Todos os lugares de estacionamento estão vedados por fitas e grades, os bares de praia estão fechados e as escadas e terraços que conduzem ao areal têm barreiras para que ninguém passe. Há quem o faça, ainda assim. Três nadadores-salvadores calcorreiam a praia de uma ponta à outra e abordam quem encontram. Acabam de falar com uma família que repousa num rochedo.

“Avisar, alertar, sensibilizar”

“O trabalho consiste muito na prevenção: avisar, alertar, sensibilizar”, explica Paula Vilafanha, da Associação Braveheart, a que pertencem estes nadadores-salvadores. A pedido da Câmara de Cascais, estes homens e mulheres têm ‘patrulhado’ as praias de Carcavelos, Guincho, Conceição, Moita, Tamariz, Parede e São Pedro, mas o seu único poder é o da oratória. Pedem às pessoas “para cumprir as regras, para não tirar as barreiras” e isso “tem funcionado”, diz Paula Vilafanha.

Há sempre excepções à regra. Marieta ignorou as fitas e as barreiras e é a única pessoa no terraço mais próximo da praia, onde a encontramos a fazer alongamentos. Discutiu com polícias e nadadores-salvadores para poder estar aqui, irrita-a o que diz ser a hipocrisia do mundo. “Eu entendo a gravidade disto, mas num mês paramos a vida toda e não somos capazes de resolver outros problemas importantes do planeta?”, indigna-se, reclamando um plano global para as alterações climáticas que, adivinha, não virá.

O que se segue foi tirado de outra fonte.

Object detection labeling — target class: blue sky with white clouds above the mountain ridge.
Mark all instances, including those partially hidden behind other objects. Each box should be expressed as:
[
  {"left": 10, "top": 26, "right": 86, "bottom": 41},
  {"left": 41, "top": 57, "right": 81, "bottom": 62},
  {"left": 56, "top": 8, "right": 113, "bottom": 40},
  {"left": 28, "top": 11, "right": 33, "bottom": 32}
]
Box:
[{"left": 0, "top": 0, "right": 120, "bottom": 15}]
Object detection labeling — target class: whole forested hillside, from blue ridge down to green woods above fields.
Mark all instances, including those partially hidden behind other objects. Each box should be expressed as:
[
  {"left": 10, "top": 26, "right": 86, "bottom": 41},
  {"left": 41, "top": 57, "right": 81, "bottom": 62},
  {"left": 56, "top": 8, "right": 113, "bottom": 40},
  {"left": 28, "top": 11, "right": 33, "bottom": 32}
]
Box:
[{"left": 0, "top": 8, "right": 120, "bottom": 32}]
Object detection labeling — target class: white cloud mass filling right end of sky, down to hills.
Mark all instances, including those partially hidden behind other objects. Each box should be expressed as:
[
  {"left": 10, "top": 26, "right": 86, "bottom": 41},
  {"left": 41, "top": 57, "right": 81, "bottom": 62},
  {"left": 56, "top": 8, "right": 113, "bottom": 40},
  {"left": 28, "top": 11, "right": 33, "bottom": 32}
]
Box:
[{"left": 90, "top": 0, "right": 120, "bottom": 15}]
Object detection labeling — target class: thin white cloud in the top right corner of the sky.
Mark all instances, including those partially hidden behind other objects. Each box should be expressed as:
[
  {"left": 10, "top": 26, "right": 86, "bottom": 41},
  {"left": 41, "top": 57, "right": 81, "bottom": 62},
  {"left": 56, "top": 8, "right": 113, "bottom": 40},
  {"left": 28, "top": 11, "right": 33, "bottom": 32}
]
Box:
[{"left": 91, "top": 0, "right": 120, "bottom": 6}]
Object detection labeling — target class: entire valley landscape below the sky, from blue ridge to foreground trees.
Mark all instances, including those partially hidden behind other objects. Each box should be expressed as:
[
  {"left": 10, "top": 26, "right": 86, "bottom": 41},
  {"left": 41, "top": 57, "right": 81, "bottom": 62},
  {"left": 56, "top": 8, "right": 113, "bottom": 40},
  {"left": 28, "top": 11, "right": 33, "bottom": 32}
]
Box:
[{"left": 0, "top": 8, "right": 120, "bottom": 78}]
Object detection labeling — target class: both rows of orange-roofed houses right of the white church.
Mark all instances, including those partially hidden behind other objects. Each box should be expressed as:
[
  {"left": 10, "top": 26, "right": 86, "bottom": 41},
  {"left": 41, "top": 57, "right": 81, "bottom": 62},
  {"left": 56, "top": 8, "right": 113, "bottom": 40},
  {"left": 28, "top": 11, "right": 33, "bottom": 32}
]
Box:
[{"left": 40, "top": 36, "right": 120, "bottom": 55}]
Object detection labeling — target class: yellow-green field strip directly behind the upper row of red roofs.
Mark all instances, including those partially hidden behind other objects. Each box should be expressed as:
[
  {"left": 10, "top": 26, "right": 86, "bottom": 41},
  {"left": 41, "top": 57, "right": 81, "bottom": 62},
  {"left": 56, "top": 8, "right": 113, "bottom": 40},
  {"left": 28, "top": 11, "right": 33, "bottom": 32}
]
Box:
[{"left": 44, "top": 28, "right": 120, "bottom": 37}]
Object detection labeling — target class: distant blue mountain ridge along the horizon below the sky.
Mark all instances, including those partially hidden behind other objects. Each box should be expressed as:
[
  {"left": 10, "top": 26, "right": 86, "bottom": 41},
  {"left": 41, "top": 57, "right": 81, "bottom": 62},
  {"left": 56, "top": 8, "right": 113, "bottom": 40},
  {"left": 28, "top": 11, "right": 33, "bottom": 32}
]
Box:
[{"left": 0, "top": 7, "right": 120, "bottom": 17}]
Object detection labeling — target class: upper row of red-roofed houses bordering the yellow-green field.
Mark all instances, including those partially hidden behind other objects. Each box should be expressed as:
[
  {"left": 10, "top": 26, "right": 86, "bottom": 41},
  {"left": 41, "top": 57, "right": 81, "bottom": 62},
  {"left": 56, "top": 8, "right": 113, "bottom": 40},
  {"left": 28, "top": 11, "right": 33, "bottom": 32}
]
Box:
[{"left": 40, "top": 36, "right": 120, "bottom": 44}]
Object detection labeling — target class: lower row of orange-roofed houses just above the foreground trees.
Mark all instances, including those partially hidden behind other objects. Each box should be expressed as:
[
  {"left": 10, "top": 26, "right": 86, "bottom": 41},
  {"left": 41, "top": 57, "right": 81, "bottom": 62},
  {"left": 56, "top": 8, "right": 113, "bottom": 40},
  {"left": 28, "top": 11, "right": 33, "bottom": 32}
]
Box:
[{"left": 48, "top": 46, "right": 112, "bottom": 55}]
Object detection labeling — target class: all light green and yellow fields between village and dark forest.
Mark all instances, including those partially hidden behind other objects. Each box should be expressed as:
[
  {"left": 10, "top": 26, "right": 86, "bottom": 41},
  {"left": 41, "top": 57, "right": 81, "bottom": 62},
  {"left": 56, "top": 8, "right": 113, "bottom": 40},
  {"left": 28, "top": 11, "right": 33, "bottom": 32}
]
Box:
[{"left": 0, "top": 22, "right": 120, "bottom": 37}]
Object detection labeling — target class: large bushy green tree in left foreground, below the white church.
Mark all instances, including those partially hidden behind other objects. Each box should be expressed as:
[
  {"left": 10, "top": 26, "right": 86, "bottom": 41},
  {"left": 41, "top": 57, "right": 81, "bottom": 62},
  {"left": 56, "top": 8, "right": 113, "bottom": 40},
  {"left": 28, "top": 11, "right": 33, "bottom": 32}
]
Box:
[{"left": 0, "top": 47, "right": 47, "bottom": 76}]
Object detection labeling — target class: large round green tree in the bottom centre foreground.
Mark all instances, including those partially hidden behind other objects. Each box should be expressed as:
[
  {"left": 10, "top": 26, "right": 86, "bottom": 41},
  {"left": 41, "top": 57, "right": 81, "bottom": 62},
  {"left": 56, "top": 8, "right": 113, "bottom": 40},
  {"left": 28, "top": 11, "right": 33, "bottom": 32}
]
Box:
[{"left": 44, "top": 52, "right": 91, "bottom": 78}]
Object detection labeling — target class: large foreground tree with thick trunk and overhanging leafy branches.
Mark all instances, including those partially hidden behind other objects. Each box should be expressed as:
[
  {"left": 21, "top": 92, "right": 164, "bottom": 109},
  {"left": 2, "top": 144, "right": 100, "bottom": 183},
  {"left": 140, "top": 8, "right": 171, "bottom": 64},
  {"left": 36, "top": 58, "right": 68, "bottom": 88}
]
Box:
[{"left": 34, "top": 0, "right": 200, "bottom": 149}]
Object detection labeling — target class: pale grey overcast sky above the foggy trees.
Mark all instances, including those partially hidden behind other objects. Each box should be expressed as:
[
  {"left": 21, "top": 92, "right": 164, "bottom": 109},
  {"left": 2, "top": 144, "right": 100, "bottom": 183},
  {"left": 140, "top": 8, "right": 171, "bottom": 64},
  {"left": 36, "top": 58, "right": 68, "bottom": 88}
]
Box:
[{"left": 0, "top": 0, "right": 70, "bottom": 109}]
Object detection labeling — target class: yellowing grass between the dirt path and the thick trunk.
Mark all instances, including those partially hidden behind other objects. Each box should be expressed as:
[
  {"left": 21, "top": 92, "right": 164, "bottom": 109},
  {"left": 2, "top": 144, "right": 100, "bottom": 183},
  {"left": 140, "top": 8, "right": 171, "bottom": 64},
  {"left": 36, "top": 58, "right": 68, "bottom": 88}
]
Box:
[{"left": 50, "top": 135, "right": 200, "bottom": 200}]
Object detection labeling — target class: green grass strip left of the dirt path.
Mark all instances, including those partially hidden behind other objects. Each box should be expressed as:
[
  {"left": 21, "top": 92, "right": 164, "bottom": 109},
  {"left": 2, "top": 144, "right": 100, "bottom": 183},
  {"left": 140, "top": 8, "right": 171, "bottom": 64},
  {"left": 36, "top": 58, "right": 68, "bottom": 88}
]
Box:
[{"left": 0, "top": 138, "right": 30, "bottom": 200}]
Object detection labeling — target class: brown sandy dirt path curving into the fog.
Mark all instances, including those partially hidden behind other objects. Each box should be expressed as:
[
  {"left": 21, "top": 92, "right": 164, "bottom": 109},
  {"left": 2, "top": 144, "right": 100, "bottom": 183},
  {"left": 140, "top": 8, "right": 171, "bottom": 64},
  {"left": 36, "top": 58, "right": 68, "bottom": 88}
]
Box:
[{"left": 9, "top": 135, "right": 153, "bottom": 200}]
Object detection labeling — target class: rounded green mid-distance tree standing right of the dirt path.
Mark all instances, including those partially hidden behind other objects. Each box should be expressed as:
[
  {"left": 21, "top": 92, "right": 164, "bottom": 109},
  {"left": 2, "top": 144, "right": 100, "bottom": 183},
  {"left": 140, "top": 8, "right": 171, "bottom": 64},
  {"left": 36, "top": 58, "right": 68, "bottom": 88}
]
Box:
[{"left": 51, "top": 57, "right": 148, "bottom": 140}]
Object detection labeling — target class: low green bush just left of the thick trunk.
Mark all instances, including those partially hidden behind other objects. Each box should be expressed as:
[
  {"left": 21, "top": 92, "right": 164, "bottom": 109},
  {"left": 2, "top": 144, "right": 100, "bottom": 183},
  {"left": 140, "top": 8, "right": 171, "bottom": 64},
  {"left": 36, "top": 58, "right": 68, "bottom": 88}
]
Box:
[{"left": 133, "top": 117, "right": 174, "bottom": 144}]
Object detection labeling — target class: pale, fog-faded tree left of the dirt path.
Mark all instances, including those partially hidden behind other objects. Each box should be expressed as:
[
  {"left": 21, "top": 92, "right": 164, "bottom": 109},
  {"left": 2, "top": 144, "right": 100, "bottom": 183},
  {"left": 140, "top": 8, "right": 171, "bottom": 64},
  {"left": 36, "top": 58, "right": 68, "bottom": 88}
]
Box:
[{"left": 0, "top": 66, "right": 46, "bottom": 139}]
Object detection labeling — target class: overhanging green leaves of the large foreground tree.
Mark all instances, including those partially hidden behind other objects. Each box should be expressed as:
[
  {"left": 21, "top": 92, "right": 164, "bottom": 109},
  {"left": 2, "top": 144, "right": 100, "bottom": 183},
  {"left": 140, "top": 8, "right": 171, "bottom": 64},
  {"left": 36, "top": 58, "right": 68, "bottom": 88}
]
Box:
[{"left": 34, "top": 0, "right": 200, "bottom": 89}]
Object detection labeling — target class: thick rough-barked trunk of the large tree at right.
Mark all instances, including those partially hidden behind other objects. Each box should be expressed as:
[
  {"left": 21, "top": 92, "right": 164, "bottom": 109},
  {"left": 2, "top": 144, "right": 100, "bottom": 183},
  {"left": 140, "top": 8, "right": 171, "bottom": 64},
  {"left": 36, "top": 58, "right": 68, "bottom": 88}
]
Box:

As praias de Santo Amaro, Paço de Arcos e Caxias também estão vazias, embora o passeio marítimo se encha com skaters, caminhantes e ciclistas. O edital que a Câmara de Oeiras pregou nas grades permite passeios no areal, mas não a estadia. Três raparigas e os seus três pequenos cães desafiam a norma em Santo Amaro. “Foi só para eles correrem mais à vontade, que aí há pessoas e é confuso.”